Die Identity-Silos müssen harmonisiert werden, das ist klar und das wird meiner Ansicht nach jetzt auch mehr und mehr den Regulatoren klar. Mit diesen Silos kann eine weit verbreitete, einheitliche digitale Identität nicht entstehen. Daher begrüßen wir auch die Gedanken in der eIDAS 2.0 Reform. Eine digitale Identität, die auf einem hohen Sicherheitsniveau im ID-Wallet gespeichert wurde, muss für alle Anwendungsfälle der Bürger nutzbar sein. Silos kann man den Bürgern nicht vermitteln, weder für die Identifizierung noch für Authentifizierung.

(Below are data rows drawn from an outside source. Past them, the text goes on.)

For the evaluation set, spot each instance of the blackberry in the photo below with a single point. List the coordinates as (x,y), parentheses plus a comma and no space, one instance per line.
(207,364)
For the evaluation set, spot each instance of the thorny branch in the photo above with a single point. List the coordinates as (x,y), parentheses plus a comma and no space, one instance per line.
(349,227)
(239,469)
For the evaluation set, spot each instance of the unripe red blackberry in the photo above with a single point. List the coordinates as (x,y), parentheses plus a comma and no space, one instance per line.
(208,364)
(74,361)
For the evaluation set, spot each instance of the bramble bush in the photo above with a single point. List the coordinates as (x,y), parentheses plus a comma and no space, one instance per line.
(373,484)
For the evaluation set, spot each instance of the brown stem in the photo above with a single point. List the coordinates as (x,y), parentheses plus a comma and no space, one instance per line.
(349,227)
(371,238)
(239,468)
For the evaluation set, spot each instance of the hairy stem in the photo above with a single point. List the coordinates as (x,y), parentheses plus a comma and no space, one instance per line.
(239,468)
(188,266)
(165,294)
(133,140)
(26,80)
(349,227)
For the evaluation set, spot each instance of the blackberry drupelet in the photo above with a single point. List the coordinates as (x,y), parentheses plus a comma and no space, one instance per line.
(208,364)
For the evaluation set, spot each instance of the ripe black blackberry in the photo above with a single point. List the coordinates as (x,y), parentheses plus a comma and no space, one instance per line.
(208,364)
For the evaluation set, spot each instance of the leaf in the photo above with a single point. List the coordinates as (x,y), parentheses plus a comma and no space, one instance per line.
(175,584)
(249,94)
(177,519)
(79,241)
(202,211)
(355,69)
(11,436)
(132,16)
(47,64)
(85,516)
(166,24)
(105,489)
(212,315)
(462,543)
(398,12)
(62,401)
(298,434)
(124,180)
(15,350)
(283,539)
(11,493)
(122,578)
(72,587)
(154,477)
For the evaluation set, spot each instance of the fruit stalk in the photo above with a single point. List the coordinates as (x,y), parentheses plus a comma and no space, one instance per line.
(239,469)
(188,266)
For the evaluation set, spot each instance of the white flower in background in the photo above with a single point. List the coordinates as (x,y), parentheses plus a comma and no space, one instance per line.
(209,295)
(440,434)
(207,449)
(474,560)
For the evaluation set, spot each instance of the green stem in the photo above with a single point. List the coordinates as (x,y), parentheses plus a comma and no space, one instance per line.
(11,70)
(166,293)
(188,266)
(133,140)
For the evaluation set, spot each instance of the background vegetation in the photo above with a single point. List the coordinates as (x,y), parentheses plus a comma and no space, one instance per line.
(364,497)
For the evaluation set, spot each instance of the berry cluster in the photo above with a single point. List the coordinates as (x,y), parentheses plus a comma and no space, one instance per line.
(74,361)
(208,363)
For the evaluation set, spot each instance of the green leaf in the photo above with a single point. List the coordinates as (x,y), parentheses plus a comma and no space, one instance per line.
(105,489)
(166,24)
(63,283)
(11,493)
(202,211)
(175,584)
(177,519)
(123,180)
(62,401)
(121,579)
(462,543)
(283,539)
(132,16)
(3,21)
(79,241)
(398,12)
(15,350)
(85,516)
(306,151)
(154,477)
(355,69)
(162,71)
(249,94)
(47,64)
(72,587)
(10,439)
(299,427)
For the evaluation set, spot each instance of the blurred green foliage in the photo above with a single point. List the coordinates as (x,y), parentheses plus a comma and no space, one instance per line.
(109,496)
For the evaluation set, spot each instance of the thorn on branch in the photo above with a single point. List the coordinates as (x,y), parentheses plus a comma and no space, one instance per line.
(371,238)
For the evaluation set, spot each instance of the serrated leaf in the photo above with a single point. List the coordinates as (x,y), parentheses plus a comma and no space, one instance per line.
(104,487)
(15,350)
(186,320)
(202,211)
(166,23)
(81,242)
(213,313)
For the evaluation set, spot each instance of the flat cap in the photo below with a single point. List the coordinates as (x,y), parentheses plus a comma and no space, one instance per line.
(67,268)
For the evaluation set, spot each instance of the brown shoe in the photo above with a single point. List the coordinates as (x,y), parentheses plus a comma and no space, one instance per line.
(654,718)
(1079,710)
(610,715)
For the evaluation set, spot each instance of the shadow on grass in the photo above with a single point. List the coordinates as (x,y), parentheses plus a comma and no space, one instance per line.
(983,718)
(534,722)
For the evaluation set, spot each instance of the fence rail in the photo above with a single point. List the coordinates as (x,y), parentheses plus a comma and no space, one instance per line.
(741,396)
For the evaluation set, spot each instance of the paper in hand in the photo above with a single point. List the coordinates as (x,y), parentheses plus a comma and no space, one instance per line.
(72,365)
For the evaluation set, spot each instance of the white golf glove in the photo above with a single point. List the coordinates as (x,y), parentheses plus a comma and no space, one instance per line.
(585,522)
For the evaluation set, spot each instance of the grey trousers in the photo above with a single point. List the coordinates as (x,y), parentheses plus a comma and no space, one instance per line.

In einem weiteren Punkt wird Ihnen vom CCC (Chaos Computer Club) vorgeworfen, dass es sehr einfach ist, in der App gefälschte Ausweise und Führerscheine zu hinterlegen. Was ist da dran?
Der Vorfall bei Verimi wurde offensichtlich im Rahmen einer branchenweiten Studie des CCC erzeugt, bei der grundsätzliche Risiken von Video-Ident-Verfahren beleuchtet werden sollten. Die betroffenen Anbieter werden in der eigentlichen Studie nicht benannt. Daher sind wir überrascht, dass einzig die Prüfung bei Verimi vorab durch den Autor der Studie in dieser Form öffentlich gemacht wurde. Und dies, zumal Verimi die betroffene Video-Ident Leistung nicht selbst erbringt, sondern von einem marktführenden Anbieter bezieht, was während des Ident-Prozesses bei Verimi transparent ersichtlich ist.
Im konkreten Fall hat das Veriff-System erste Fälschungsversuche erkannt und den Betreffenden abgewiesen. Er hat dann weiter experimentiert und es mit hoher Energie nach vielfachen Versuchen geschafft, den Ident-Prozess bei Veriff mit den gefälschten Dokumenten abzuschließen und diese in der Verimi ID-Wallet zu platzieren. Sofort nach Bekanntwerden des Falls haben wir mit Veriff ein Bündel von Maßnahmen technisch umgesetzt, um künftige Fälle zu verhindern.”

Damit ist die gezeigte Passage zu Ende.